Voltage sag is one of the most serious problems in power quality. The occurrence of voltage sag will lead to a huge loss in the social economy and have a serious effect on people’s daily life. The identification of sag types is the basis for solving the problem and ensuring the safe grid operation. Therefore, with the measured data uploaded by the sag monitoring system, this paper proposes a sag type identification algorithm based on K-means-Singular Value Decomposition (K-SVD) and Least Squares Support Vector Machine (LS-SVM). Firstly; each phase of the sag sample RMS data is sparsely coded by the K-SVD algorithm and the sparse coding information of each phase data is used as the feature matrix of the sag sample. Then the LS-SVM classifier is used to identify the sag type. This method not only works without any dependence on the sag data feature extraction by artificial ways, but can also judge the short-circuit fault phase, providing more effective information for the repair of grid faults.
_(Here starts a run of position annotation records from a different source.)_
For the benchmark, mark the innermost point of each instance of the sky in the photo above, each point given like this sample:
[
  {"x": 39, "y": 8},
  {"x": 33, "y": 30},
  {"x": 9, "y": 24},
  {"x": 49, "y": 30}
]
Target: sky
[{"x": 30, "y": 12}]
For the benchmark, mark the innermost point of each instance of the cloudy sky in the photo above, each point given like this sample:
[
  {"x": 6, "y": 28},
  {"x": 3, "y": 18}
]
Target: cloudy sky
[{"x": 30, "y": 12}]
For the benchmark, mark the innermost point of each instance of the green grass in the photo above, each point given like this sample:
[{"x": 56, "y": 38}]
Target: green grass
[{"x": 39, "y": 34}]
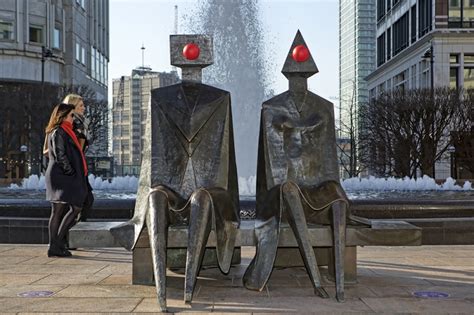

Finally, based on a comparison with existing methods, the accuracy advantages of the proposed algorithm with be presented.

Suggested Citation

  • Haoyuan Sha & Fei Mei & Chenyu Zhang & Yi Pan & Jianyong Zheng, 2019. "Identification Method for Voltage Sags Based on K-means-Singular Value Decomposition and Least Squares Support Vector Machine," Energies, MDPI, vol. 12(6), pages 1-15, March.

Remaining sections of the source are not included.